Rhyzobius waterhousii

Scientific classification
- Kingdom: Animalia
- Phylum: Arthropoda
- Clade: Pancrustacea
- Class: Insecta
- Order: Coleoptera
- Suborder: Polyphaga
- Infraorder: Cucujiformia
- Family: Coccinellidae
- Genus: Rhyzobius
- Species: R. waterhousii
- Binomial name: Rhyzobius waterhousii (Mulsant, 1850)
- Synonyms: Scymnus waterhousii Mulsant, 1850 ; Rhizobius speratus Blackburn, 1889 ;

= Rhyzobius waterhousii =

- Genus: Rhyzobius
- Species: waterhousii
- Authority: (Mulsant, 1850)

Species of beetle

Rhyzobius waterhousii is a species of beetle of the family Coccinellidae.

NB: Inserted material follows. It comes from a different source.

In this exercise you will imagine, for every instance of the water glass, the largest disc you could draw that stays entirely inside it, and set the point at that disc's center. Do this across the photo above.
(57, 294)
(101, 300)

It is found in Australia (Tasmania, South Australia, Victoria, Northern Territory, New South Wales, Australian Capital Territory).

== Description ==
Adults reach a length of about 1.6-2 mm. They have a broadly oval, moderately convex body. The dorsal surface is light to dark brown with three pale markings on each elytron. The ventral surface is dark brown with the legs and antennae light brown. The dorsum has rather short pubescence, forming a wavy pattern on the elytra.